In 1966 the Rollei 35 camera was shown at Photokina. At that time this was the most compact 35mm SLR with a full metal frame. The camera was designed by Mr. Waaske, who made this design whne he was working for another firm. But when that firm went bankrupt Waaske went to Rollei with his design and they directly took it into production.
Several models were made with triotar, tessar, xenar en sonnar lenses. The last model made in 1990 was a special series named Rollei 35 Classic (sonnar 40mm f2.8 lens in Rollei Compur shutter). At present this model is very sought after by collectors.

4.2. The Rolleiflex SL35

This Single lens reflex camera was marketed in 1970. Until then the Japanese firms (Canon, Minolta, Nikon, Pentax) dominated the market. The Rollei SL35 was not a big comercial success, partly because the technology was not innovative. But Rollei made the SL35 for a number of years and even had some improved versions. The first series were made in Germany but eventually the production was switched to Singapore.

The housing of the SL35 is a metal alloy.
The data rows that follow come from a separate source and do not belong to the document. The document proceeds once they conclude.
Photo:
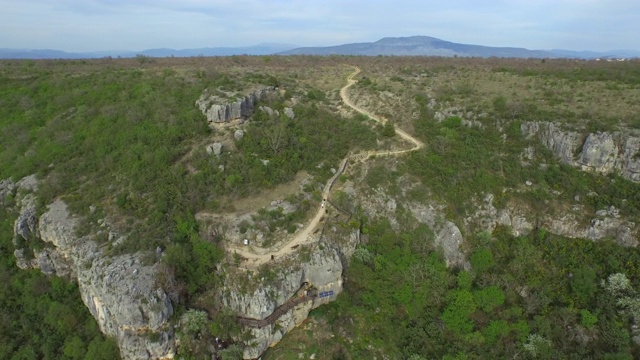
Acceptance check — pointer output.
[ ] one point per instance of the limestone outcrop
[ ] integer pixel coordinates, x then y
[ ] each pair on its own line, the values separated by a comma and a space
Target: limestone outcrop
119, 291
605, 223
220, 110
602, 152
The camera is covered with real leather and the top- and bottomplate are chromed or in black enamel.
The SL35 has a planar 50mm f/1.8 as standard lens and the shutter had speeds of 1 sexc to 1/1000 sec.
The camera has a lightmetering system with a cadmiumsulfide cell and the sensibility range of 12-6400 ASA.

The production was originally in Germany but was later transferred to Singapore.
Later Rollei also introduced the Schneider-Kreuznach lenses in addition to their own Rollei lenses. and so the Rollei Singapore SL35 version has a Schneider SL-Xenon 50mm f/1.8 lens.
Rollei also has its own QBM = Quick Bayonet Mount. This is the same bayonet mount as the Voigtländer VSL cameras.
The shutter has exposure times of 1 sec to 1/1000 sec + B and T.
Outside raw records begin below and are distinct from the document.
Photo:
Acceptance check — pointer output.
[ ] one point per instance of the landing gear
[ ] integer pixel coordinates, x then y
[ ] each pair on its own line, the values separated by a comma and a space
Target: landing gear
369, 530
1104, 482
The Rollei SL35 was not a big selling success. The technology was certainly not up-to-date and the Japanese camera makers were miles ahead.
But even then the SL35 was produced and updated regularly, especially with regards to the metering system.
The SL35 still uses the metering with closed diphragm.
In 1974 the SL350 has metering with open diaphragm. This is a full 6 yeras after the Leicaflex SL!!

In 1976 the SL35M is marketed but this camera does not have many new technical advances.
At the same time the SL35ME is introduced : this is a SL35M with electronically controlled shutter.
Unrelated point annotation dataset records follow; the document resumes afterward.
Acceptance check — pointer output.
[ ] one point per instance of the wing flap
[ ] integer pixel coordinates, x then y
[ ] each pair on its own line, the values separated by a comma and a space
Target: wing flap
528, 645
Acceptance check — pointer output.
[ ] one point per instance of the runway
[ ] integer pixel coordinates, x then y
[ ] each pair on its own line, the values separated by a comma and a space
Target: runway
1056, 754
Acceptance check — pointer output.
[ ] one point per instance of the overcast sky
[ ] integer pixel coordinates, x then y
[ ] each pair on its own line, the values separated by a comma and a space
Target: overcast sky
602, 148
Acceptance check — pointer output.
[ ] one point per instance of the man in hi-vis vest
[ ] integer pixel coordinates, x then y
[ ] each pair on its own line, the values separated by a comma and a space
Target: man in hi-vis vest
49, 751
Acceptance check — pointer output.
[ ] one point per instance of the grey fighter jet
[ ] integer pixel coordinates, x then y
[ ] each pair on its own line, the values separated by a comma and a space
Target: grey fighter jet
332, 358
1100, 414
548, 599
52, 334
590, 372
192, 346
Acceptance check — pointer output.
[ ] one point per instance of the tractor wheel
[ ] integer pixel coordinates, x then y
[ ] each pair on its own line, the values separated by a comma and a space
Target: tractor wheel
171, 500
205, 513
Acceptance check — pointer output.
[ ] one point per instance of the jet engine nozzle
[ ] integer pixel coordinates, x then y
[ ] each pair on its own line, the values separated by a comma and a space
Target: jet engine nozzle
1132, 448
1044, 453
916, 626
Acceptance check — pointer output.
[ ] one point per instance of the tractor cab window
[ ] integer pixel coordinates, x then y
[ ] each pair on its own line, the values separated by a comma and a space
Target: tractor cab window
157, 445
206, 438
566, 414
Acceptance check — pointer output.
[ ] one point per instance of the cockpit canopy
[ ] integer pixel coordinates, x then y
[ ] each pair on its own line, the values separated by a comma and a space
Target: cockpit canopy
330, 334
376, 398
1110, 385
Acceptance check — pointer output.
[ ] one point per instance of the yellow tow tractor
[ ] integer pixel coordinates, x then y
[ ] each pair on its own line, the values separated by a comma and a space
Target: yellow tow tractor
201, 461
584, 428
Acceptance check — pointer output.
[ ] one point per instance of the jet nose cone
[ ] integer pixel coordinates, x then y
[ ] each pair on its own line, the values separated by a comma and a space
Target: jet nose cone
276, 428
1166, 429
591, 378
And finally in 1978 Rollei comes with the SL35E, which is a downgraded SL35ME.

But for Rollei that was too little too late : already in 1976 Canon had a fully new SLR with automatic light metering with automatic exposure, with very good lenses, a new design and with a very sharp price : the CANON AE-1.

4.3. The SL-2000

So it was not possible for Rollei to sell their old concept camera.
And so Rollei tried to conquer the market with a whole new camera : the SL-2000.
This is a smallfilm camera that has the looks of a small Hasselblad. Rollei showed the SL-2000 prototype at Photokina 1976.
But it took them another 5 years before it was produced in small numbers.
The SL-2000 is a very special camera for it has :
- an interchangeable back
- an interchangeable viewfinder
- an interchangeable viewing glass
- motorised filmtransport
- automatic light metering

Rollei offered Zeiss lenses from 15mm f/3.5 Distagon to the 1000mm f/5.6 Mirotar.
And in addition to these Zeiss lenses you also had a range of cheaper Rolleinar lenses. These lenses were made for Rollei by Mamiya.

In 1985 the SL-3003 was produced. This is a SL-2000 with minor changes.
And then there also was the SL-3003, a lighter version of the SL-3001.

The Rollei 2000/3003 system never became popular, especially because of the high price tag.
For example : in 1985 a filmback for 250 exposures costed the princely sum of 4,000 US dollars!!